Осмотр продолжился в медсанбате, за него тут были большие палатки, установленные в кустарнике. Сначала мне осмотрели голову, врачом на этот раз была женщина средних лет. Я с самого начала глядел на нее, отслеживал реакцию: в глазах у доктора стояли слезы. Она так осторожно промывала мне рану на голове, что я даже забалдел, забыв о боли. Казалось, вернулся в детство, свое, то, что в будущем… или прошлом… Блин, вообще запутался. Помню, как мама частенько сядет возле меня, положит свою мягкую ладонь мне на волосы и медленно так, перебирая пальцами, гладит и гладит, а я тихо млею. Даже в последний раз, когда мама лежала в больнице и умирала, мне всего пятнадцать было, она делала так же. Она долго болела, химия, куча лекарств, к ней никого не пускали кроме отца, он за сиделку с ней был, но я прорвался однажды. Как оказалось позже, успел буквально за пару дней до ее смерти. Увидел ее лежащей на койке, почти ослепшую от химии, и сердце сжалось в кулак. Упал перед ней, заплакал, взял за руку и прижал к лицу. А она положила ладонь мне на голову и тут же прошептала: «Сыночек, ты пришел ко мне…»
Врач промыла и забинтовала мне скальп, ничего не говорила, я видел только слезы в глазах, почему-то самому захотелось плакать. Чуть позже перешла к ноге. Тут доктору помогала сестра, толстенькая бабулька, подносила инструменты, а затем бинты. С меня срезали штаны, ощупали ногу, я чуть вскрикнул и почувствовал, что меня вновь гладят, как бы извиняясь. Ногу забинтовали жестко, привязав какую-то доску, закрепили, значит. Затем военврач вышла, а меня вскоре вынесли и разместили в другой палатке. Почти сразу я уснул и, думаю, проспал очень долго, так как, очнувшись, чувствовал лишь голод.

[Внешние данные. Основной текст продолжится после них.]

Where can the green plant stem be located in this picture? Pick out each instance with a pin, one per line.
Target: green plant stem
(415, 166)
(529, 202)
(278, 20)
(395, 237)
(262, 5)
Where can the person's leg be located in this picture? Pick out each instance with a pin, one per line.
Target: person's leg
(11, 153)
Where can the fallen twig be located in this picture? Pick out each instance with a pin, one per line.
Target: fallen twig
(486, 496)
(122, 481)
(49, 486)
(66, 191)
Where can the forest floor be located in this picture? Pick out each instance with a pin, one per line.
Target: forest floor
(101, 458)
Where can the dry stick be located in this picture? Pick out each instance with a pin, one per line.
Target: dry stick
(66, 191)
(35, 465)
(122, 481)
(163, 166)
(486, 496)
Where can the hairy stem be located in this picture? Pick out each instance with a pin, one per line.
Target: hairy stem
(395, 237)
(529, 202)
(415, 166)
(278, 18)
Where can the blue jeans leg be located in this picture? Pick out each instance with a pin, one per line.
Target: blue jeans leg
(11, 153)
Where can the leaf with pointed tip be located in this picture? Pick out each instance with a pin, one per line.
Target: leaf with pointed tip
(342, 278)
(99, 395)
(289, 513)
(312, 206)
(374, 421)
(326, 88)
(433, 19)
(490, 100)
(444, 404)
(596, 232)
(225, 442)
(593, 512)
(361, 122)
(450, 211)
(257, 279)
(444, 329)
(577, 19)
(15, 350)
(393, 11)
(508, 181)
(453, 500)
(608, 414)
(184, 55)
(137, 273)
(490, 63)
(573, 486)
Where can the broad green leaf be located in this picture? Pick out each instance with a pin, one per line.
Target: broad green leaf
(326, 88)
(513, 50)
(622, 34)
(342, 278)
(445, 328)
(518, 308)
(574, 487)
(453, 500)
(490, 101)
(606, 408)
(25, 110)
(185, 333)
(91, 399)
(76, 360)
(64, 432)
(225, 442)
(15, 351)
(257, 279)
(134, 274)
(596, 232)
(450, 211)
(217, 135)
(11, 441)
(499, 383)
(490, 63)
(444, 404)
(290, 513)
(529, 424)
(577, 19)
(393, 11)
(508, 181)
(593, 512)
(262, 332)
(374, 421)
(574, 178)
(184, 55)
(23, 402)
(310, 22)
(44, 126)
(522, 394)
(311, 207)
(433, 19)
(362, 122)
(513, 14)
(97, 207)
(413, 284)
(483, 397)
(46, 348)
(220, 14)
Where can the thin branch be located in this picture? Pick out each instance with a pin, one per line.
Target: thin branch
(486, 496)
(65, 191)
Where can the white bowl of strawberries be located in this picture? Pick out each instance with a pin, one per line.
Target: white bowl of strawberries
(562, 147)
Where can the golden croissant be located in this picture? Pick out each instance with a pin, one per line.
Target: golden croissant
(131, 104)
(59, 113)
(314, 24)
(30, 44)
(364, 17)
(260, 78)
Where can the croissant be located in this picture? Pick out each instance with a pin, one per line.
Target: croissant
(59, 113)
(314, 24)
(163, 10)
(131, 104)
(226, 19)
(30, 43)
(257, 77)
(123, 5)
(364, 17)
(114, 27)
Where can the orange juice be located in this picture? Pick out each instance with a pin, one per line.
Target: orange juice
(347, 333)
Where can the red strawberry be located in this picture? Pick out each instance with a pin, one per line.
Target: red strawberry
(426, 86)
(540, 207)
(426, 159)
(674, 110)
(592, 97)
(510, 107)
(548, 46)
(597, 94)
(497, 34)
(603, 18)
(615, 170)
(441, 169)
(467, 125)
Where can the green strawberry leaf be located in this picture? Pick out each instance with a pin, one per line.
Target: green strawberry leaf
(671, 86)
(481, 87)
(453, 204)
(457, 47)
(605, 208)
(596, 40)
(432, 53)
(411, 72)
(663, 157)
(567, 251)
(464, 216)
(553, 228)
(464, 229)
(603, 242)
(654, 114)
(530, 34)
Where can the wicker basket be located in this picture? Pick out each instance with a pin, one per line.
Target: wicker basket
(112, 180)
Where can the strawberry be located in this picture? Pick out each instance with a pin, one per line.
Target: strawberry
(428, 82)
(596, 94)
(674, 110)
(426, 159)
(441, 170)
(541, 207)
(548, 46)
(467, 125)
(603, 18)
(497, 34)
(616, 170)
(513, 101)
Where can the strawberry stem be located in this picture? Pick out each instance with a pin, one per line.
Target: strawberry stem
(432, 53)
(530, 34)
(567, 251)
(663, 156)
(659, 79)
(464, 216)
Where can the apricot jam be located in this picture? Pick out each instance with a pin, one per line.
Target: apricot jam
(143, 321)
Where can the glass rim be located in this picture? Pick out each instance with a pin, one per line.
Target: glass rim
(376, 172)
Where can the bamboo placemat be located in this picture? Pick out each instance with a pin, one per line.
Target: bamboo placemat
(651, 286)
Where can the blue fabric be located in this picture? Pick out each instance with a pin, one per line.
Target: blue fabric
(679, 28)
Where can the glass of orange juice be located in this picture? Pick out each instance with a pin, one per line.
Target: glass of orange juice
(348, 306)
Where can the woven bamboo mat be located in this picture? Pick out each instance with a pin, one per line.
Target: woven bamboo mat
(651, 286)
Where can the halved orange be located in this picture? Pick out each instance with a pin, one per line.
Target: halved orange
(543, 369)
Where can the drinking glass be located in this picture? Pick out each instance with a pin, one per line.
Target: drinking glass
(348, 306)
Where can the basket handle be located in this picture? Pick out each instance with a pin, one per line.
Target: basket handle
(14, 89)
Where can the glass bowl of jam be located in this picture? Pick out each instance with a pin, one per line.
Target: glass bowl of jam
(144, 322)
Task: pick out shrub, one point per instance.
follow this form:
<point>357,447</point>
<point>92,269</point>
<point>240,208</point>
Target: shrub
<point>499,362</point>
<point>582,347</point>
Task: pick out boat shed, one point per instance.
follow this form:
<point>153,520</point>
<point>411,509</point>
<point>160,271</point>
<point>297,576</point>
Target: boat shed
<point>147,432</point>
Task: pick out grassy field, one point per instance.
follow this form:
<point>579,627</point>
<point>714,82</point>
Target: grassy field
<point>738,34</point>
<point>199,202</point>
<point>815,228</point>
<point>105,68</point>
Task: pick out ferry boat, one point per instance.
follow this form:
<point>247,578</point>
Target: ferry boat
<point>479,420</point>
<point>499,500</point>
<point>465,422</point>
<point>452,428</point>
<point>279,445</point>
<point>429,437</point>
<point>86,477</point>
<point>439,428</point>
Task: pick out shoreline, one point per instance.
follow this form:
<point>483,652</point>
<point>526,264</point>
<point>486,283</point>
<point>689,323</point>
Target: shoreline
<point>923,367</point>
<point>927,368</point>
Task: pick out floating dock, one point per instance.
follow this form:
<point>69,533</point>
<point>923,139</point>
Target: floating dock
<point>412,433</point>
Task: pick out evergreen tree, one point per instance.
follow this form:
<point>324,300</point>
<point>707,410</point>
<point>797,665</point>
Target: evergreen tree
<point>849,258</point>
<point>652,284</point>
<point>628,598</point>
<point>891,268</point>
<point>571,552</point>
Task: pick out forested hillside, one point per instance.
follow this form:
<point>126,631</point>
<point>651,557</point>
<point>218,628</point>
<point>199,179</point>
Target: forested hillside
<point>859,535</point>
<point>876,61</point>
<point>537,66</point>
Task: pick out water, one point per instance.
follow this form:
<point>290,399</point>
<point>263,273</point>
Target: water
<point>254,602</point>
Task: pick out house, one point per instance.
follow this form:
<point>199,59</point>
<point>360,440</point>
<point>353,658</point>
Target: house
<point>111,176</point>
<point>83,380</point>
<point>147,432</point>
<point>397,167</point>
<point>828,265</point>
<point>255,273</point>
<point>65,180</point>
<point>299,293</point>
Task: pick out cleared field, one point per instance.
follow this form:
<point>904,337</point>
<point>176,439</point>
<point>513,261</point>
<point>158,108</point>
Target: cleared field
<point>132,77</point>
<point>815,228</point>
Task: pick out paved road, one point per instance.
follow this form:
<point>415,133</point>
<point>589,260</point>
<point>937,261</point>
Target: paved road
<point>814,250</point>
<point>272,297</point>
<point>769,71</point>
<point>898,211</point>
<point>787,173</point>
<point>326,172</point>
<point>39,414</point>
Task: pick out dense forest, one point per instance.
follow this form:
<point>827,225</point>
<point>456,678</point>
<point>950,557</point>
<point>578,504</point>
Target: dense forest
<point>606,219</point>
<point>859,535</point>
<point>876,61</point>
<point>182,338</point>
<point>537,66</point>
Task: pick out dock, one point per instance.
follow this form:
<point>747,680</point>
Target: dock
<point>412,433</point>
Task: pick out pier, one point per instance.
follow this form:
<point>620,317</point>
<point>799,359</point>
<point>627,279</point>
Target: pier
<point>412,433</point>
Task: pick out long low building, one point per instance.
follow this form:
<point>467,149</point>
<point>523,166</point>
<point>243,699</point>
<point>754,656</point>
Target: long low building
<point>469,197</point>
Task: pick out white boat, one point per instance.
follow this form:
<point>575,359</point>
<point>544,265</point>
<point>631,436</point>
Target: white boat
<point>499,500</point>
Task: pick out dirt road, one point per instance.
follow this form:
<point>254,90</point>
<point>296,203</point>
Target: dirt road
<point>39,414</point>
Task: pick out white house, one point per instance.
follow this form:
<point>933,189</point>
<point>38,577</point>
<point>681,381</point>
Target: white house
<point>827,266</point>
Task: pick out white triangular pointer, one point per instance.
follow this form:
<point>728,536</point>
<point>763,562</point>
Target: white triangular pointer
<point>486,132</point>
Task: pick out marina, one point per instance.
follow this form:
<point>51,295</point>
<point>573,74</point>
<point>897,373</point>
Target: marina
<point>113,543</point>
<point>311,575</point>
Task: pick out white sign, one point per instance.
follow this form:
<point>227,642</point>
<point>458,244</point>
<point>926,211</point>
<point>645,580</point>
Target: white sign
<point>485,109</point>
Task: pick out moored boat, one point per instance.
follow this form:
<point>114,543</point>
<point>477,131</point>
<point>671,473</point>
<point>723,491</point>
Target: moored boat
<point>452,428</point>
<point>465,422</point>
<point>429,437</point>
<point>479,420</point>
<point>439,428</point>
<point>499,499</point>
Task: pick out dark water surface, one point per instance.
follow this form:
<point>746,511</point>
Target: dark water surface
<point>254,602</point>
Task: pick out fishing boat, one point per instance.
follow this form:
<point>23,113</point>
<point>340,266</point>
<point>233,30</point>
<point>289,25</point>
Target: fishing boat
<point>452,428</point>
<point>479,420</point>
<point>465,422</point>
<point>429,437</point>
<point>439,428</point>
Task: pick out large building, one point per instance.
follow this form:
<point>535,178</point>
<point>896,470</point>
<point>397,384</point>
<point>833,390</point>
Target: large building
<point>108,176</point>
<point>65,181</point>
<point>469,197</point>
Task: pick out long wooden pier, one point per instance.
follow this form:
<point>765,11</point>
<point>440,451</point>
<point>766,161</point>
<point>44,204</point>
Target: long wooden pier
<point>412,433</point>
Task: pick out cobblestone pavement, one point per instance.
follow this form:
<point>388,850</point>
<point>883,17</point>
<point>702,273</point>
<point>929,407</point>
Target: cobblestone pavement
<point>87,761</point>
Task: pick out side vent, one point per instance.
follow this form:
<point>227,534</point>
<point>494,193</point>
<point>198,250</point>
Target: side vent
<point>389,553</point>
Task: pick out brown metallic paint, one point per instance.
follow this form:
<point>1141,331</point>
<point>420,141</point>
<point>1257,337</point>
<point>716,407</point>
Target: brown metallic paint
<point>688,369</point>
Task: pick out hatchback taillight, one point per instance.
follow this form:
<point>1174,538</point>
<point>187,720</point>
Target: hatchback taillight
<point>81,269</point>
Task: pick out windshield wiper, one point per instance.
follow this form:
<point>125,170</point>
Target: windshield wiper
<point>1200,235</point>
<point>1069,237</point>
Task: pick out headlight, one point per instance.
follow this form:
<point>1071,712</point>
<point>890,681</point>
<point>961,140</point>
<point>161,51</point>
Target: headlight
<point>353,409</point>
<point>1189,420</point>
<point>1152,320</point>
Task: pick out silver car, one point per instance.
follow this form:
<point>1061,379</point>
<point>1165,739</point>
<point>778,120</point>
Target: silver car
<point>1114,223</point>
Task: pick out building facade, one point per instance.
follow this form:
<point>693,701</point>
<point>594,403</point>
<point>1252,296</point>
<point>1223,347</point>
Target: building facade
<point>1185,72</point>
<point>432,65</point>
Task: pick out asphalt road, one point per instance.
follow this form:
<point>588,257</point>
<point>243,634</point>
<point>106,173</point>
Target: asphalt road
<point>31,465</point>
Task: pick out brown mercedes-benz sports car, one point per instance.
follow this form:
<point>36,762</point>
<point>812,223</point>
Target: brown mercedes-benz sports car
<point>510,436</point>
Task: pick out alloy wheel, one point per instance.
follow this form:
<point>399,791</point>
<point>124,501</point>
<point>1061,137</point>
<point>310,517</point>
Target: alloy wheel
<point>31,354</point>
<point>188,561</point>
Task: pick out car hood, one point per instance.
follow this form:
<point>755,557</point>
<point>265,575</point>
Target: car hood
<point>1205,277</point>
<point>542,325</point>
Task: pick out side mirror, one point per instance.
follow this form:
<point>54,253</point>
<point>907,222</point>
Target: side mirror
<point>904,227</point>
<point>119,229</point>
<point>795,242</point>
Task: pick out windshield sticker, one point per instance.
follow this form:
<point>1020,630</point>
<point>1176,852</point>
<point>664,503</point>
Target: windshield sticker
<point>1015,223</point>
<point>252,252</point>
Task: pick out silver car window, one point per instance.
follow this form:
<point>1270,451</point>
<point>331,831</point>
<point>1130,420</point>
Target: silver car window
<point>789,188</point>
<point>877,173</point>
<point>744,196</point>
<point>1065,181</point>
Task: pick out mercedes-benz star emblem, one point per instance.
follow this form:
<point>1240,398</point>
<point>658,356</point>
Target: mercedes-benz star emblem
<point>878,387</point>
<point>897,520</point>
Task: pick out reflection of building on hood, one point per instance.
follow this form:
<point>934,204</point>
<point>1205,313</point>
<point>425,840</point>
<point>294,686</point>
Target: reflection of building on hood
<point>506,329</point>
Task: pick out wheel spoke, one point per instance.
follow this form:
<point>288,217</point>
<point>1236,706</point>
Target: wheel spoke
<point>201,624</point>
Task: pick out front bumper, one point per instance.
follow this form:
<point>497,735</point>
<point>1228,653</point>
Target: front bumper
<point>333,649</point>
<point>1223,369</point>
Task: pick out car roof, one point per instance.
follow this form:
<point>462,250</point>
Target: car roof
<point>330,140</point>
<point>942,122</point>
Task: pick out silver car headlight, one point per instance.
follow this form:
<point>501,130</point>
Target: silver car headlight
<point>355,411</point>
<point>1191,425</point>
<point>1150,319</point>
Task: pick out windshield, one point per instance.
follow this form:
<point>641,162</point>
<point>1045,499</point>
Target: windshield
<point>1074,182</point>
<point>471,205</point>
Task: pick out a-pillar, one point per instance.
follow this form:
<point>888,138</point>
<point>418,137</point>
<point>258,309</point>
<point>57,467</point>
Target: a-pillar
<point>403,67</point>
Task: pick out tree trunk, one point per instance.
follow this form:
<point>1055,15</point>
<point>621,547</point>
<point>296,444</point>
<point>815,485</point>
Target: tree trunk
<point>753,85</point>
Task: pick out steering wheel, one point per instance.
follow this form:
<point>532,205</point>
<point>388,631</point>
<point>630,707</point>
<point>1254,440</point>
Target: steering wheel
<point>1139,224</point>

– Ну, что, братишка, прощай. Увидимся ли еще, не знаю. Я просил, чтобы отправили вместе, но тебя, говорят, в Москву, в детскую больницу повезут, а меня тут, рядом, в армейский госпиталь.
– Борь, я не забуду тебя, никогда не забуду, береги себя, ты очень хороший человек, – ответил я Малышу.
Этот парень проявлял ко мне столько внимания и заботы, что был похож на родного, с детства знакомого человека. Надеюсь, что доживет до Победы, хотя зачем я обманываю сам себя. Наверное, просто посчитал машинально, что пока Малыш ноги вылечит, бойня в Сталинграде, скорее всего, закончится, ну или прихватит самый ее конец. Но ведь это не вся война. Еще долгих два с половиной года биться, будут еще Крым и Донбасс, Курск и Минск, ой, да сколько еще предстоит пройти нашим мужикам, сколько вынести горя на себе, не представить. Я тут, на фронте, плен и школу не беру в расчет, провел всего около двух недель и то насмотрелся по самые гланды. Эх, да чего говорить, легче-то не станет.